Steps for training the Multilayer Perceptron are no different from Softmax Regression training steps. In the d2l package, we directly call the train_ch3 function, whose implementation was introduced here. We set the number of epochs to 10 and the learning rate to 0.5.

In [7]:

num_epochs, lr = 10, 0.5
d2l.train_ch3(net, train_iter, test_iter, loss, num_epochs, batch_size,
              params, lr)

epoch 1, loss 0.7906, train acc 0.704, test acc 0.789
epoch 2, loss 0.4930, train acc 0.817, test acc 0.832
epoch 3, loss 0.4354, train acc 0.839, test acc 0.858
epoch 4, loss 0.3988, train acc 0.852, test acc 0.853
epoch 5, loss 0.3713, train acc 0.863, test acc 0.866
epoch 6, loss 0.3570, train acc 0.868, test acc 0.876
epoch 7, loss 0.3377, train acc 0.876, test acc 0.879
epoch 8, loss 0.3271, train acc 0.879, test acc 0.880
epoch 9, loss 0.3174, train acc 0.882, test acc 0.878
epoch 10, loss 0.3073, train acc 0.886, test acc 0.876

To see how well we did, let’s apply the model to some test data. If you’re interested, compare the result to corresponding linear model.

In [8]:

for X, y in test_iter:
    break

true_labels = d2l.get_fashion_mnist_labels(y.asnumpy())
pred_labels = d2l.get_fashion_mnist_labels(net(X).argmax(axis=1).asnumpy())
titles = [truelabel + '\n' + predlabel
          for truelabel, predlabel in zip(true_labels, pred_labels)]

d2l.show_fashion_mnist(X[0:9], titles[0:9])
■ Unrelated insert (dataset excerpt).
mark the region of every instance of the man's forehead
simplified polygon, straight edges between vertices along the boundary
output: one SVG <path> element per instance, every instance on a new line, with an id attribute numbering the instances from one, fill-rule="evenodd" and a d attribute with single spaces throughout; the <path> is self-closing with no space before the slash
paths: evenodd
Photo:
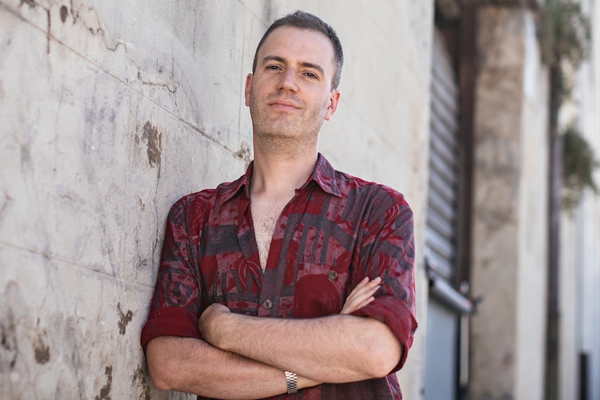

../_images/chapter_deep-learning-basics_mlp-scratch_15_0.svg

This looks slightly better than before, a clear sign that we’re on to something good here.

3.9.6. Summary¶

We saw that implementing a simple MLP is quite easy, when done manually. That said, for a large number of layers this can get quite complicated (e.g. naming the model parameters, etc).

3.9.7. Problems¶

Change the value of the hyper-parameter num_hiddens in order to see the result effects.
Try adding a new hidden layer to see how it affects the results.
How does changing the learning rate change the result.
What is the best result you can get by optimizing over all the parameters (learning rate, iterations, number of hidden layers, number of hidden units per layer)?